Solve for x

1/x+1/(x+16)=1/15

I think I finally got this one

x=24, x=-10
correct?

correct.

Just plug in the values of x to check if those value are correct!

To solve for x in the equation:

1/x + 1/(x + 16) = 1/15

We need to get rid of the denominators by finding a common denominator. In this case, the common denominator is 15x(x + 16).

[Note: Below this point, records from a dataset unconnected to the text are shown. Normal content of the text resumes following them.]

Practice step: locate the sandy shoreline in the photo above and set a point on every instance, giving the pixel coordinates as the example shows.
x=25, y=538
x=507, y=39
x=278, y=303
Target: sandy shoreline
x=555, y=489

Multiplying both sides of the equation by 15x(x + 16) will eliminate the fractions:

15(x + 16) + 15x = x(x + 16)

Expanding the brackets:

15x + 240 + 15x = x^2 + 16x

Combining like terms:

30x + 240 = x^2 + 16x

Rearranging the equation:

x^2 + 16x - 30x - 240 = 0

Simplifying:

x^2 - 14x - 240 = 0

Now, we can solve this quadratic equation. We can factor this equation or use the quadratic formula. Let's use the quadratic formula:

The quadratic formula is given by:

x = (-b ± √(b^2 - 4ac))/(2a)

For our equation, a = 1, b = -14, and c = -240. Substituting these values into the quadratic formula:

x = (14 ± √((-14)^2 - 4(1)(-240)))/(2(1))

Simplifying:

x = (14 ± √(196 + 960))/2

x = (14 ± √1156)/2

x = (14 ± 34)/2

Now, we have two possible solutions:

x1 = (14 + 34)/2 = 48/2 = 24
x2 = (14 - 34)/2 = -20/2 = -10

Hence, the solutions for x in the equation are x = 24 and x = -10.